Trwająca sytuacja epidemiologiczna związana z pandemią koronawirusa wprowadza wiele obostrzeń i restrykcji. Wpływa ona na wiele elementów codzienności, we wszystkich dziedzinach życia. Należy zachować chociażby dystans społeczny i właśnie dlatego katowicka kuria zmienia zasady przeprowadzania tegorocznej kolędy. Tam nie odbędzie się ona w dotychczasowej formie. A jak będzie to wyglądało w Płocku?
Jak tłumaczą w archidiecezji katowickiej, dynamiczna sytuacja epidemiologiczna nie pozwala na przeprowadzenie wizyty duszpasterskiej w tradycyjnej formule. Tej, w której ksiądz odwiedza wszystkich swoich parafian. W 2020 roku, w roku trwającej pandemii koronawirusa, kolędy będą ograniczone tylko do błogosławieństwa w określonych domach i mieszkaniach na wyraźne zaproszenie gospodarzy. Wizyta będzie również przeprowadzana z zachowaniem reżimu sanitarnego.
Taki scenariusz będzie realizowany na razie tylko na Śląsku, jednak Kuria Diecezjalna Płocka także rozważa taką możliwość. Na ostateczną decyzję jest jednak zbyt wcześnie.
- Przyglądamy się aktualnej sytuacji epidemiologicznej - mówiła w rozmowie z nami dr Elżbieta Grzybowska, rzecznik prasowy Kurii Diecezji Płockiej. - Jest jednak zdecydowanie za wcześnie na takie decyzje.
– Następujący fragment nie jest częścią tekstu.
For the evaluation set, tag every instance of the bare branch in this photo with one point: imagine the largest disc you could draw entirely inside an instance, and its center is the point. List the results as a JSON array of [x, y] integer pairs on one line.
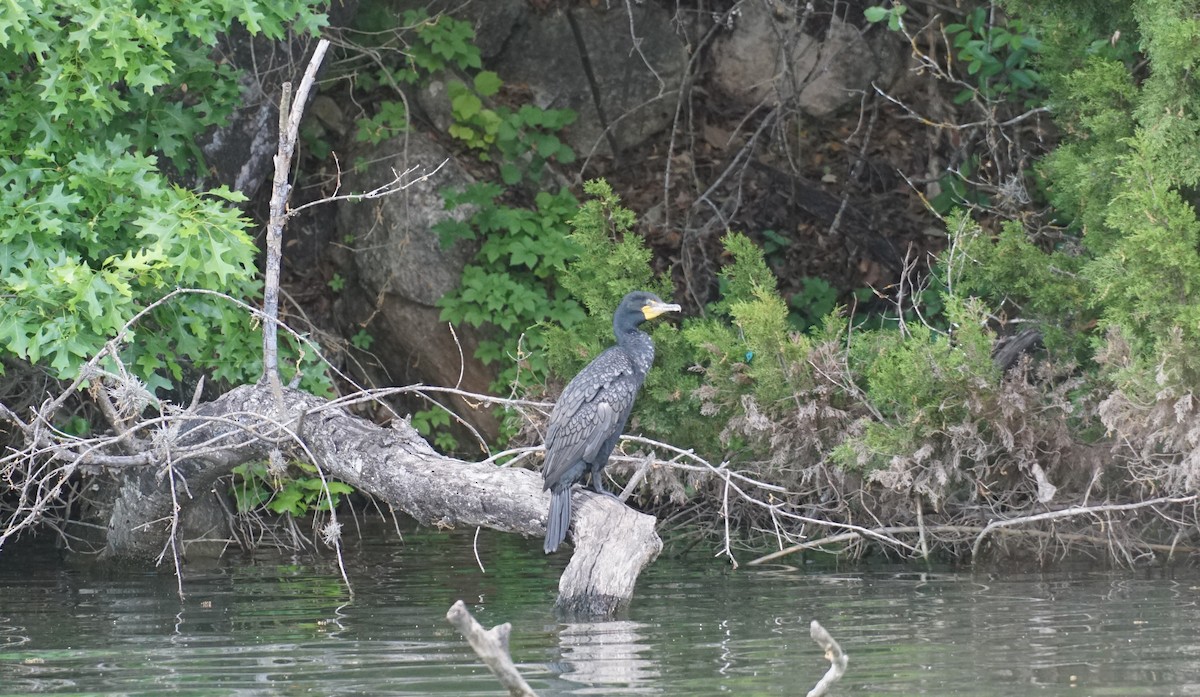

W diecezji płockiej kolędy rozpoczynają się dopiero po Świętach Bożego Narodzenia, a w zasadzie po Nowym Roku. Okres kolędowania najwcześniej rozpoczyna parafia św. Krzyża na Podolszycach - w grudniu. Sytuacja jest jednak dokładnie monitorowana - usłyszeliśmy.
Konkretne decyzje w tej sprawie mają zapaść niebawem. Niewykluczone, że i na terenie płockiej diecezji wprowadzone zostaną zmiany na wzór archidiecezji katowickiej. Nierealną wydaje się natomiast wizja całkowitego odwołania kolęd. Te, w dotychczasowej lub bardziej restrykcyjnej formule, powinny się odbyć.